I should be putting them on some time before January


----------



## Ole1 (Jul 7, 2018)

msjulie: how do i use a tire pyrometer ? 
( i can search the web and find many opinions, but Id like to hear your's first ... )


----------



## Ole1 (Jul 7, 2018)

Big thanks to Mountainpass for providing us with instructions for installing front and rear brakes:

Front - https://www.mountainpassperformance.com/page-mill-bbk-install/

Rear - https://teslaownersonline.com/threads/diy-parking-brake-disassembly-rear-brake-pad-replacement.9049/

Yesterday I started my install of front and rear rotors and brake pads from RacingBrake.com for improved braking and brake cooling with stock 18" Aero wheels:


















Some tech notes about RacingBrake Rotor Technology: https://www.racingbrake.com/Articles.asp?ID=257

I will be posting a couple more pics of the rear rotor install in the Mountainpass rear brake install thread later today ....


----------



## msjulie (Feb 6, 2018)

@Ole1 I know what they do and why but coming up with the numbers still seems like a little magic to me - crew chief back in the day knew the 1990s spec VWs we raced so well he just knew what the starting pressure should be based on the air temp at the moment, the tires we were using, etc. I could make a reasonable guess as to starting pressures when a given day's starting weather felt like others I had driven but sometimes I was just off ( a pound or 2 made noticeable differences in those cars due to their suspension and tire setup )

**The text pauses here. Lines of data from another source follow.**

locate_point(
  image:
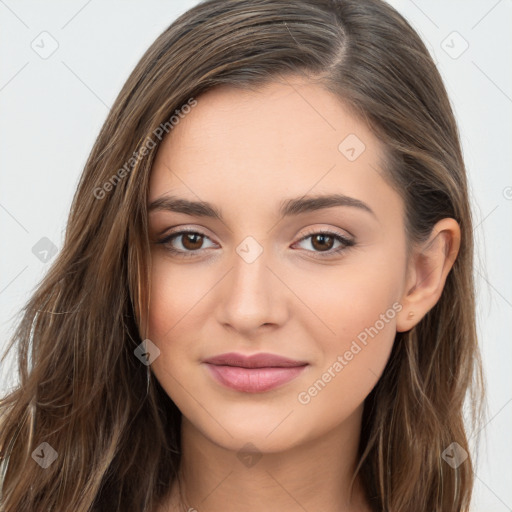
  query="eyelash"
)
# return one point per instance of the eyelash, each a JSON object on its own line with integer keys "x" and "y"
{"x": 345, "y": 243}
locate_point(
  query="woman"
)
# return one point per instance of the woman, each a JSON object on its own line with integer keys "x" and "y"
{"x": 265, "y": 299}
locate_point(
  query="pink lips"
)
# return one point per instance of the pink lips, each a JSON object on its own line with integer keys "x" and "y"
{"x": 253, "y": 374}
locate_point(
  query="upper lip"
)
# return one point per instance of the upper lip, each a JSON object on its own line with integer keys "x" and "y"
{"x": 261, "y": 360}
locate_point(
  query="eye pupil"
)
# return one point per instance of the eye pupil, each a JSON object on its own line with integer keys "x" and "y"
{"x": 322, "y": 238}
{"x": 194, "y": 245}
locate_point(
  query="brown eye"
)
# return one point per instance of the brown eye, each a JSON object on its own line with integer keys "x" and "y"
{"x": 185, "y": 243}
{"x": 324, "y": 242}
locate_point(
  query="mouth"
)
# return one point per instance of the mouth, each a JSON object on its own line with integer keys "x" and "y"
{"x": 253, "y": 374}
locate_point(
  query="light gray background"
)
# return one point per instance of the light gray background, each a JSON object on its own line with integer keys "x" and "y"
{"x": 52, "y": 109}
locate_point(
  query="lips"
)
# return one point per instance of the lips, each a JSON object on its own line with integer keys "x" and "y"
{"x": 262, "y": 360}
{"x": 253, "y": 374}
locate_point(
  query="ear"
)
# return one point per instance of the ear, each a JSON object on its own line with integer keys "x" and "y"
{"x": 428, "y": 268}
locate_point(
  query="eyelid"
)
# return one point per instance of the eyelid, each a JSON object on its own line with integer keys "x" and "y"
{"x": 346, "y": 241}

This site, though, is pretty good : https://nasaspeed.news/tech/wheels-...cordingly-can-pay-dividends-on-the-racetrack/

Drive with HOD or another similar group as vendors have been known to show up and just help folks with those kinds of things.

Drive safe!


----------



## MountainPass (May 15, 2018)

Ole1 said:


> I will be posting a couple more pics of the rear rotor install in the Mountainpass rear brake install thread later today ....


That's quite alright, you don't _have _to advertise competitor's parts in our DIY post!


----------



## Guest (Jan 1, 2019)

Ole1 said:


> Big thanks to Mountainpass for providing us with instructions for installing front and rear brakes:
> 
> Front - https://www.mountainpassperformance.com/page-mill-bbk-install/
> 
> ...


looks like RB also offers an application for for the P3+. Any feedback after your install? More pics? Does the black zinc finish change colors after use? TIA


----------



## Ole1 (Jul 7, 2018)

per discussion about anti corrosion coating on RB website, black coating on rotors wears right off with pad break in or normal driving ....


----------



## Guest (Jan 2, 2019)

Yep read that was thinking of more real world impressions. Especially aftrer the pad have grabbed a number of times.


----------